VERTEBROPLASTY:
SUBSEQUENT FRACTURES
(author: Thammo Weise)
The effective pain reduction that can be achieved by both vertebroplasty and kyphoplasty procedures is beyond doubt. Numerous publications prove this achievement. However, the issue of fractures that can potentially occur after cement augmentation continues to be debated controversially. Recently there have been – mostly retrospective – studies that investigated new aspects of the techniques and in particular their long-term effects.
Essentially, the literature lists three main reasons for subsequent fractures. As becomes apparent by the authors named in parentheses, the three reasons are by no means mutually exclusive.
Fractures in adjacent vertebral bodies occur:
- As a natural effect of progressive osteoporosis. There is never involvement of an isolated bone, but always of the entire skeletal apparatus. Even without cement augmentation, the risk of suffering another fracture after an initial one increases by a factor of four (Heini, Lindsay, Fribourg).
- As a result of increased movement. The patients return to a more physically active lifestyle due to the pain reduction. Vertebrae that were not augmented are therefore subjected to increased stress (Uppin, Heini).
- Due to the changed biomechanics of the spinal column. The injected bone cement increases the bone’s rigidity to a factor of up to 36. The occurring forces are distributed to the adjacent vertebrae and thus cause a new fracture (Baroud, Polikeit).
All three reasons listed must be regarded as hypotheses that are still awaiting final proof. The first two arguments are without doubt plausible, but cannot be influenced within the framework of therapy.
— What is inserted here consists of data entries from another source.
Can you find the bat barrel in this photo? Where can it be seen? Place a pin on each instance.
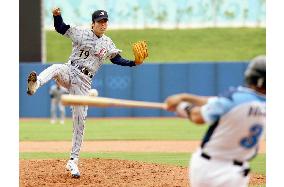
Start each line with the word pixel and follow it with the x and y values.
pixel 77 100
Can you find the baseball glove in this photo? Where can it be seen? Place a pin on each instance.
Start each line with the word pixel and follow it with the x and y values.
pixel 140 51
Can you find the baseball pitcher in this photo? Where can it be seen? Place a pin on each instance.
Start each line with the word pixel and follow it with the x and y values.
pixel 91 48
pixel 236 123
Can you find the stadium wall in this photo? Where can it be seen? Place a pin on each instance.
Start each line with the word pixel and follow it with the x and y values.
pixel 162 13
pixel 149 82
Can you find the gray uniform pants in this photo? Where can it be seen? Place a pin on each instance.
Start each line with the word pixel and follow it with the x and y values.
pixel 77 83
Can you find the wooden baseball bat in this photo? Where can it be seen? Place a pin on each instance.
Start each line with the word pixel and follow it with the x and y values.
pixel 76 100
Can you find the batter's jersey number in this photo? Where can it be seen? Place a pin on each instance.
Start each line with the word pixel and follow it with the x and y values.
pixel 86 53
pixel 254 134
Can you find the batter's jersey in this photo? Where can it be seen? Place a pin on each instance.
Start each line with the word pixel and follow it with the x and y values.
pixel 56 92
pixel 88 50
pixel 237 121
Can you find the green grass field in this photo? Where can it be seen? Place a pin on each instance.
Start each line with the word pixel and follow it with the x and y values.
pixel 122 129
pixel 183 45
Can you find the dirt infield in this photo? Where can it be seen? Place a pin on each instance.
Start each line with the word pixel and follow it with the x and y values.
pixel 118 146
pixel 107 172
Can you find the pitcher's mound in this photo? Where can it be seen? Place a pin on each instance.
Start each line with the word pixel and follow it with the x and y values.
pixel 106 172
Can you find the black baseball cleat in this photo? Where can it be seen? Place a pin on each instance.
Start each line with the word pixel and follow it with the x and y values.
pixel 32 83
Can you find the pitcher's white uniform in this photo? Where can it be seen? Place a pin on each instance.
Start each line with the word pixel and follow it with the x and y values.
pixel 55 93
pixel 237 121
pixel 88 51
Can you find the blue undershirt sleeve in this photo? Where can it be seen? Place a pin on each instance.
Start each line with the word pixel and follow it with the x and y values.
pixel 121 61
pixel 59 25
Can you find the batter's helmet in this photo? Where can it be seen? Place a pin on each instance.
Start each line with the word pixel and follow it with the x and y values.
pixel 255 73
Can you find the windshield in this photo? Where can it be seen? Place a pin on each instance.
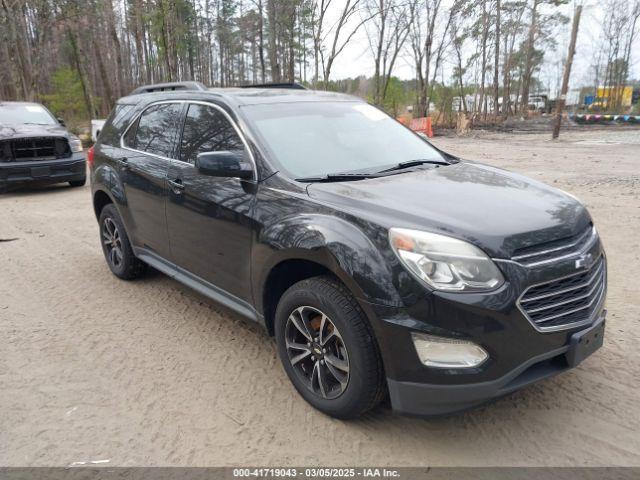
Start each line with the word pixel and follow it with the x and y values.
pixel 315 139
pixel 21 113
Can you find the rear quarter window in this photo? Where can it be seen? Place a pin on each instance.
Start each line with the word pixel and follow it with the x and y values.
pixel 116 123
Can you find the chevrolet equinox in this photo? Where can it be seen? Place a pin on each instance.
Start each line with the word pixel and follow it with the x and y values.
pixel 383 266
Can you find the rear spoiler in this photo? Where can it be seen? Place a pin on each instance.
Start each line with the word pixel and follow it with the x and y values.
pixel 169 87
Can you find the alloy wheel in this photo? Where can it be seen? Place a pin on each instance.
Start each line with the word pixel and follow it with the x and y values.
pixel 112 242
pixel 317 352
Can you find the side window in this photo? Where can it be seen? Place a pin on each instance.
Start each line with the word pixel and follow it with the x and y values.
pixel 156 129
pixel 206 129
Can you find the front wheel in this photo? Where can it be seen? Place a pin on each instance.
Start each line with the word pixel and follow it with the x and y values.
pixel 328 349
pixel 116 246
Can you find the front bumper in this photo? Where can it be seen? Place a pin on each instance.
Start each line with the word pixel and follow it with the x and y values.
pixel 46 171
pixel 519 354
pixel 426 399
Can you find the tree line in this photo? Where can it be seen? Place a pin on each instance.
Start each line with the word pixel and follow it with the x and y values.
pixel 79 56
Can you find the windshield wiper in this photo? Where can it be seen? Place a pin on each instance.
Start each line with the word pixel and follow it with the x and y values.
pixel 338 177
pixel 414 163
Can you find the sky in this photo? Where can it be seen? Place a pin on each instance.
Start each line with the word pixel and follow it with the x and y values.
pixel 357 59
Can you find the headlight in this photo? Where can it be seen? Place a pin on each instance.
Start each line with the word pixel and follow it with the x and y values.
pixel 445 263
pixel 76 144
pixel 441 352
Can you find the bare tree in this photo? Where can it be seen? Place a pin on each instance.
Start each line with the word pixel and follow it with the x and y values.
pixel 391 22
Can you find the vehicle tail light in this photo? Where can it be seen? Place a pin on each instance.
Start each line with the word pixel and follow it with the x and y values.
pixel 90 157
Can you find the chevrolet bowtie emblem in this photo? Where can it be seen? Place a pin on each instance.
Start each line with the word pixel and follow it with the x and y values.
pixel 584 261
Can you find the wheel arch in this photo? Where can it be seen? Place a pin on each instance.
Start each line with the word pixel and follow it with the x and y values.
pixel 100 200
pixel 305 246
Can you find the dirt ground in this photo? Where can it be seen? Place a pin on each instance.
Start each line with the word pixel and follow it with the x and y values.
pixel 94 369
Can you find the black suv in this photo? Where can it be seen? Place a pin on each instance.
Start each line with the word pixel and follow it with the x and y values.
pixel 382 265
pixel 35 146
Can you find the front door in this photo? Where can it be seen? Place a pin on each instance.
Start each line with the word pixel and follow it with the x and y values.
pixel 149 145
pixel 209 217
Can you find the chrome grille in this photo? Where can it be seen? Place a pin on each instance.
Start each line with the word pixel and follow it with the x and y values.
pixel 558 250
pixel 566 301
pixel 34 148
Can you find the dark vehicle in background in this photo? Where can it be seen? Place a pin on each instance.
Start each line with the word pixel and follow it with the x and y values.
pixel 382 265
pixel 36 147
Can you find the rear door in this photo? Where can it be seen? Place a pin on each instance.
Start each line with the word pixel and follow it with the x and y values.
pixel 209 217
pixel 149 144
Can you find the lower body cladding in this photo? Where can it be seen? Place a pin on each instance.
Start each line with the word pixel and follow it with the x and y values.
pixel 43 171
pixel 513 353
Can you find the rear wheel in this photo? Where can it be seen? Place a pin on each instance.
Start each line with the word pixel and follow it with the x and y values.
pixel 116 246
pixel 328 349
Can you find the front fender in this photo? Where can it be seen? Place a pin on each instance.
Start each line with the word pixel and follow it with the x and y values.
pixel 333 242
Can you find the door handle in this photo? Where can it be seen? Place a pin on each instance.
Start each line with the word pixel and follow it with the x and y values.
pixel 177 186
pixel 123 162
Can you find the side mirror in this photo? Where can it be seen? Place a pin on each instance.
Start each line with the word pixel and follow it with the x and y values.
pixel 224 164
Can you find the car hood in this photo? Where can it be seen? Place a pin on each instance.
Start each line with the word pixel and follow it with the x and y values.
pixel 8 131
pixel 497 210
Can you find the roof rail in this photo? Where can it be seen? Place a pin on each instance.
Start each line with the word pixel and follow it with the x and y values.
pixel 168 87
pixel 290 85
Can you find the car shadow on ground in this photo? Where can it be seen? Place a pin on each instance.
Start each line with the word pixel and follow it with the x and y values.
pixel 36 189
pixel 383 413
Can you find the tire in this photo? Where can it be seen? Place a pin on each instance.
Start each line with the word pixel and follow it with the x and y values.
pixel 345 394
pixel 116 246
pixel 78 183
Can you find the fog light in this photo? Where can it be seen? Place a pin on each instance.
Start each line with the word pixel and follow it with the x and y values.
pixel 441 352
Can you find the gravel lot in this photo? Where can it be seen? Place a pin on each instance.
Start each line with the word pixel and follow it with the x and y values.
pixel 149 373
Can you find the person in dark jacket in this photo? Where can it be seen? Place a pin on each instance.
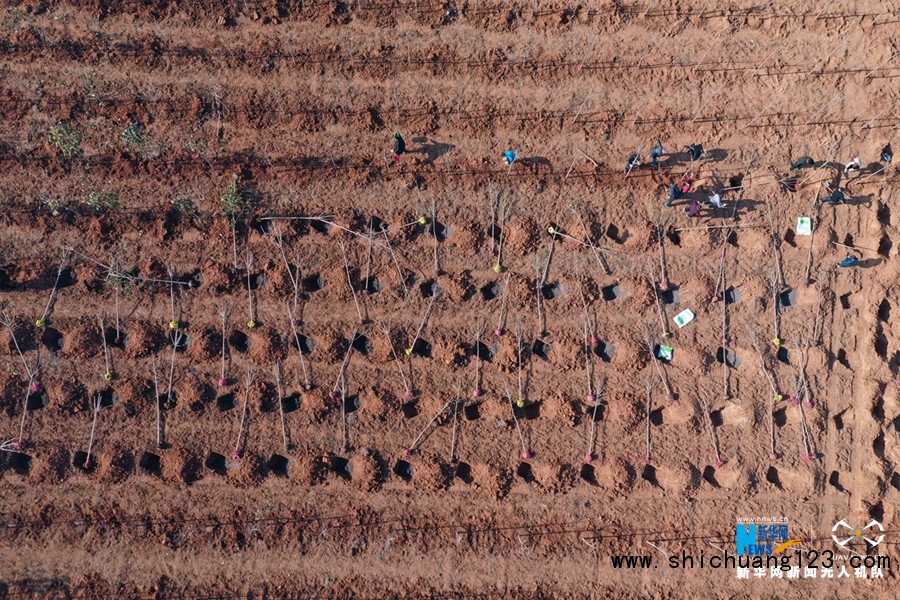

The third hypothesis, which has been approached numerically using the Finite Elements Method (FEM), confirms the so-called “supporting pillar effect“. It states that, as the rigidity of the treated vertebral bodies increases, the joint flexibility of the affected spinal column region decreases significantly. Upon movement, the muscular system applies a contrary force, which in turn increases the pressure on the adjacent spinal disk. This is assumed to result in a directly increased fracture risk. This situation could perhaps be improved by reducing the E module (measure of flexibility) of the bone replacement material to human equivalent values. Another possibility for improvement is “minimal filling“, i.e. injection of only a few milliliters of cement per vertebral body. There are numerous studies that address the issue of subsequent fractures. However, so far no study group was able to show generally applicable results. For example, one can find studies that contradict an increased fracture risk, while other publications could not detect a direct association between therapy and fractures. With the focus of the investigations mainly on pain reduction, various correlated factors, such as applied volume, types of leakages occurring, unipedicular or bipedicular access or the patients’ gender, have often been given insufficient attention.
However, all opinion makers agree on one point: In the question of subsequent fractures, no difference can be detected between kyphoplasty and vertebroplasty.